If I were to be entirely honest, I’d have to admit to having a sort of Social Anxiety that only really "activates" around other women. I have no self esteem. None. Not one bit. I fear almost everything, I panic every day of my life. I draw up plans in my head for how I should change myself that I’m too afraid to follow because I know the transformation would take years.
I don’t like that my boyfriend finds other women attractive. Please…don’t yell…don’t laugh…don’t state the obvious ("That’s normal!"). Please just accept it. Please just listen because I can’t handle this anymore.
I don’t know who I am. I just know who he likes. I have a list in my head, different traits from these girls that I want to mishmash…because I lack my own sense of self. I want to get extensions, I want to dye my hair a very light blonde, I want to wear contacts and lose weight. I want to change how I talk and think, I want to change my whole personality to fit the best of theirs.
I know that maybe if I had more strength and direction, it wouldn’t be so bad. Most men are just like this, they’re never happy with the woman they have, they still find something else to want. Yeah, he says he loves me and likes me as I am but he could find dozens of other women within like a 10 mile radius to get hot for. But as is…I can’t take it. My boyfriend thinks that I should just become "desensitized" to it…but that sounds so wrong…to become "desensitized" to something because it causes you pain…
What do I do? How do I handle this? How can I get the pain to go away? It’s not as simple as just "getting over it" or realizing that this is "normal behavior" for a male. If it were, I wouldn’t be upset, I wouldn’t even be here at this late hour crying.

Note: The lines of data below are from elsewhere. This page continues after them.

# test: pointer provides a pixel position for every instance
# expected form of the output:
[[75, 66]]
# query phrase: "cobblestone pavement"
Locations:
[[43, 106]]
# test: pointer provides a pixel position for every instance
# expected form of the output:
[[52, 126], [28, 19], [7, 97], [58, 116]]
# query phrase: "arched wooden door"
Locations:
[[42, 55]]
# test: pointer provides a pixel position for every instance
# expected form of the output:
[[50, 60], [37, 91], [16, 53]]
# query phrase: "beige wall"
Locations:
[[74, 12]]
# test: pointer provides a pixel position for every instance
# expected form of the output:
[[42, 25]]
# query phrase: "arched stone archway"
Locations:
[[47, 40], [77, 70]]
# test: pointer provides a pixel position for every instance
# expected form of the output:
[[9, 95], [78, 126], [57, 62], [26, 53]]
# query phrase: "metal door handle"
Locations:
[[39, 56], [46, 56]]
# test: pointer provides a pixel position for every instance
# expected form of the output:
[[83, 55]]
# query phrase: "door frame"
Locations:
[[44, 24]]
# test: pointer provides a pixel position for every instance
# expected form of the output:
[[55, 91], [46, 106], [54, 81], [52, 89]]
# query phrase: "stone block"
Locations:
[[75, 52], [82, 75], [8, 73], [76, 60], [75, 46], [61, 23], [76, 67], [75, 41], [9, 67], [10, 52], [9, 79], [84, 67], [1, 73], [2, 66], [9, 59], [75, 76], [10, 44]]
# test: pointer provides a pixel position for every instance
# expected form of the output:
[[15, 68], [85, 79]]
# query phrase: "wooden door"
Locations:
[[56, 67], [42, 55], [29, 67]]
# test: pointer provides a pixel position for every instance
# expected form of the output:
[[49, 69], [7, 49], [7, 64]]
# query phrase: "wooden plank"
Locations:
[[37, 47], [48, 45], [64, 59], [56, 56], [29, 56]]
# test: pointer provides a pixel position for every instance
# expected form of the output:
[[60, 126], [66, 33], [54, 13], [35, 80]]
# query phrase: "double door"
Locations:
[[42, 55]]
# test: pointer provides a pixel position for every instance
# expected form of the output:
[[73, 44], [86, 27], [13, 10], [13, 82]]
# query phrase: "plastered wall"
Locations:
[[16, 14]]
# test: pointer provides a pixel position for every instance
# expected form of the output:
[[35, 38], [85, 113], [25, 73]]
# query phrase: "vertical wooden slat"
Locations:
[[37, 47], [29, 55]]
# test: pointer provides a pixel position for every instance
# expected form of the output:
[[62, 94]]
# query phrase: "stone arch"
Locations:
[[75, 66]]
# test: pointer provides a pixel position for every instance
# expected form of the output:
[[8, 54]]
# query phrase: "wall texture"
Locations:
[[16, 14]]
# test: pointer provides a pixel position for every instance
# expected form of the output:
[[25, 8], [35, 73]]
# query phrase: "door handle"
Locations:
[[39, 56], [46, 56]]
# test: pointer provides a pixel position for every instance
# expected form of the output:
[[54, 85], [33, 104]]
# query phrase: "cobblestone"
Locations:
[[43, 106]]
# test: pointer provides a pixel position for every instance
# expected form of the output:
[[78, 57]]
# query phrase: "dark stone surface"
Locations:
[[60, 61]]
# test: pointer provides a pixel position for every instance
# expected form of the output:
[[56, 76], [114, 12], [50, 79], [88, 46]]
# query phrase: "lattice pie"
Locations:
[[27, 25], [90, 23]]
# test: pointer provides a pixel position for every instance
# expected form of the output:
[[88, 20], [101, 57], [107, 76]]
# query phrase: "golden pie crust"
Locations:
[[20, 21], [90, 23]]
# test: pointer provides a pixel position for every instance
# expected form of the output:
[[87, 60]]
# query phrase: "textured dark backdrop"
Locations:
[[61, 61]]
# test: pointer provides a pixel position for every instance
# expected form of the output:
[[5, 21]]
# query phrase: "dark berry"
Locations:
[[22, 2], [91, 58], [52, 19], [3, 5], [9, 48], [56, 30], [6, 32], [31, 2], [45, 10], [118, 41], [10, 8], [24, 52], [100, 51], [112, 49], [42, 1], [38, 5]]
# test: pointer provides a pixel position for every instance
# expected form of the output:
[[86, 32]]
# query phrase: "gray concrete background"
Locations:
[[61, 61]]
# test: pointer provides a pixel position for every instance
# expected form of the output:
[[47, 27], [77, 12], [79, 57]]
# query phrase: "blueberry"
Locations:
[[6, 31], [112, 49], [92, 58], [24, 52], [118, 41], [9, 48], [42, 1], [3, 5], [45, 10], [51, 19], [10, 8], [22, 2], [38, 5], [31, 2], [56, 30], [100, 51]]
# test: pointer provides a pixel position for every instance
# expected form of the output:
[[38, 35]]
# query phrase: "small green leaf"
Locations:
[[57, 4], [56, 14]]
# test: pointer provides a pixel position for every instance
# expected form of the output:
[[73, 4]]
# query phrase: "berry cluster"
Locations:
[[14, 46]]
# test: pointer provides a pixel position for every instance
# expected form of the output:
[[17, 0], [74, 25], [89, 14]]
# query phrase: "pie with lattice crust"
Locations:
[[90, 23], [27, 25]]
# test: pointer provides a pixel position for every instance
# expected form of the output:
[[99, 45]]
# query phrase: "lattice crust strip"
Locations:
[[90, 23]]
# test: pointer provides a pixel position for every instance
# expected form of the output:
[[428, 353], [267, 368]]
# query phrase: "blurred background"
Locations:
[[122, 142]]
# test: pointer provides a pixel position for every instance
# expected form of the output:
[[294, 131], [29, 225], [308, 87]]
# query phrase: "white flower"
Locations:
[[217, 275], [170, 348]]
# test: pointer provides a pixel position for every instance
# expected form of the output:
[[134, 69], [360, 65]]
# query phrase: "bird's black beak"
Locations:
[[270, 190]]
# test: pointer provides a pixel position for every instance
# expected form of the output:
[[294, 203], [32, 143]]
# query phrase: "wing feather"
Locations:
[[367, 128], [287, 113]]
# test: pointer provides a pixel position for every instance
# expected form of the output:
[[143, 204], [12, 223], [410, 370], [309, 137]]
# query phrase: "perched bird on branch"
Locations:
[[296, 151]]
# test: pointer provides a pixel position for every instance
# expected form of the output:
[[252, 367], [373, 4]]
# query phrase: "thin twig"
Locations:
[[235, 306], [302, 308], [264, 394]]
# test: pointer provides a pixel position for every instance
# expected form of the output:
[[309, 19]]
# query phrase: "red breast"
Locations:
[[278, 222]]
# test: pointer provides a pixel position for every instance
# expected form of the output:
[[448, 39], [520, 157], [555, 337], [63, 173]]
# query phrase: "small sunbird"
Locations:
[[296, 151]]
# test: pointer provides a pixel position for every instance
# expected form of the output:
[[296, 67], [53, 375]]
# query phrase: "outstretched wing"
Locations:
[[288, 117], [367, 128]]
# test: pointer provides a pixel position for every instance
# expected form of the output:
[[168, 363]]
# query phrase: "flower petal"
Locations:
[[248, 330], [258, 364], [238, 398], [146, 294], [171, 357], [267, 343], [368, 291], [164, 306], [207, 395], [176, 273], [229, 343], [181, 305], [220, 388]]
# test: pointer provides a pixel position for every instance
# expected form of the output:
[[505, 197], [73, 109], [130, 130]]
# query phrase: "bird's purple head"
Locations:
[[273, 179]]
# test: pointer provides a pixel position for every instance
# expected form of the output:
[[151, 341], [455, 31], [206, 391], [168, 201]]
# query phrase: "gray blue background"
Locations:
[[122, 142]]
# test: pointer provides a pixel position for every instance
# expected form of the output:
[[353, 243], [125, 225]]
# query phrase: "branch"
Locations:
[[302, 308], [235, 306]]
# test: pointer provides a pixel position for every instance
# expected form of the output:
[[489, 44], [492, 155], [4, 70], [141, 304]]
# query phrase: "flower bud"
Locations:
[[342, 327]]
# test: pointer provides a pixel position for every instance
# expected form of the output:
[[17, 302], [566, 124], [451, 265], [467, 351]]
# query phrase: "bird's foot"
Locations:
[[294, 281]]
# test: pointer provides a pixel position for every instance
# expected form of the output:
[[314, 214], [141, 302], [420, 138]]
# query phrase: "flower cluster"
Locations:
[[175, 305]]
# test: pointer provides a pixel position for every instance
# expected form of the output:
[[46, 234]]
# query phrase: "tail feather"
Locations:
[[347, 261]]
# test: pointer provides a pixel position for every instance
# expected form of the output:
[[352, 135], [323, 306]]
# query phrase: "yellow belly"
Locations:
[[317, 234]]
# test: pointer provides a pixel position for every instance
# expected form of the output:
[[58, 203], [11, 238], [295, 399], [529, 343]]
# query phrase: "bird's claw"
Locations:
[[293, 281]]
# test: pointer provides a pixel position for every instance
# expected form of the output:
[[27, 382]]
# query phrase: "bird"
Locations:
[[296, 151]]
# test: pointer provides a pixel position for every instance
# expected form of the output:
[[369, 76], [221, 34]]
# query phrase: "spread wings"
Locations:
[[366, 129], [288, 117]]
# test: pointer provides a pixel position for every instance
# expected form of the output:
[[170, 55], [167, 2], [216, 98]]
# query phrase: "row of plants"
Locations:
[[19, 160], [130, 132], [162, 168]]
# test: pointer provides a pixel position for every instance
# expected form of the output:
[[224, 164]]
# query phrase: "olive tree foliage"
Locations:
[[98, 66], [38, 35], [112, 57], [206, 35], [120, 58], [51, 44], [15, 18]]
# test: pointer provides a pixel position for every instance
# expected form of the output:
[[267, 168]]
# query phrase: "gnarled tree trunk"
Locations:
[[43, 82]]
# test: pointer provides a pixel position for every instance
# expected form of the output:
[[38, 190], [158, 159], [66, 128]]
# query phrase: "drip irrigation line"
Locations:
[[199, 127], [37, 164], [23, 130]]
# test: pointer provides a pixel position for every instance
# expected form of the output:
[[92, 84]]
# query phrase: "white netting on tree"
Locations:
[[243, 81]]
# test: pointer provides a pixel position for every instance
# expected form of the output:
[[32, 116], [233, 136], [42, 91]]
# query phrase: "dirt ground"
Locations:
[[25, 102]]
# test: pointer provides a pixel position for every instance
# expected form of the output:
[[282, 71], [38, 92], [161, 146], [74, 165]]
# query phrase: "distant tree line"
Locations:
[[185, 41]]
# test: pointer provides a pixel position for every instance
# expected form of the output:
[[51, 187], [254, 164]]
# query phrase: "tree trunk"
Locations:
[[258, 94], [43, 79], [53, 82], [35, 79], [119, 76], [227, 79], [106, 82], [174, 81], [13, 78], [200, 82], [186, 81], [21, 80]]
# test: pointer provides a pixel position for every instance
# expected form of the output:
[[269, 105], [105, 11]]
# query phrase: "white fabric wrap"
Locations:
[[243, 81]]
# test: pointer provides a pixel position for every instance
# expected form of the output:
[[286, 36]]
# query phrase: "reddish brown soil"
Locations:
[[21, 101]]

Sometimes I just want to give up. Sometimes I want to dump him and never date again. I used to dream about the sort of love I wanted and then I thought I’d found it. I don’t think I have though and I don’t think I ever will because it doesn’t exist. It’s disappointing and I don’t know if I want to try to adjust or if I want to withdraw now before I go too far. Somewhere inside me I can feel a shifting of sorts taking place. I feel myself letting go, accepting that what I want will never become reality and with that shifting comes a very dull, boring feeling. I’m getting angry and I’m thinking, "F*ck it." I want to be passive, I want to embrace the bland and never hope for happiness again. I want to let go of the dreams and drown in the nightmares. Some days I don’t even want to wake up. I want him to open his eyes, log online, and wait for me…only to receive a call stating that I’ve gone in my sleep. I want him to realize that he spent the vast majority of our relationship hot for other girls and wish he’d spent a little more time with the one who was just begging for his attention and approval.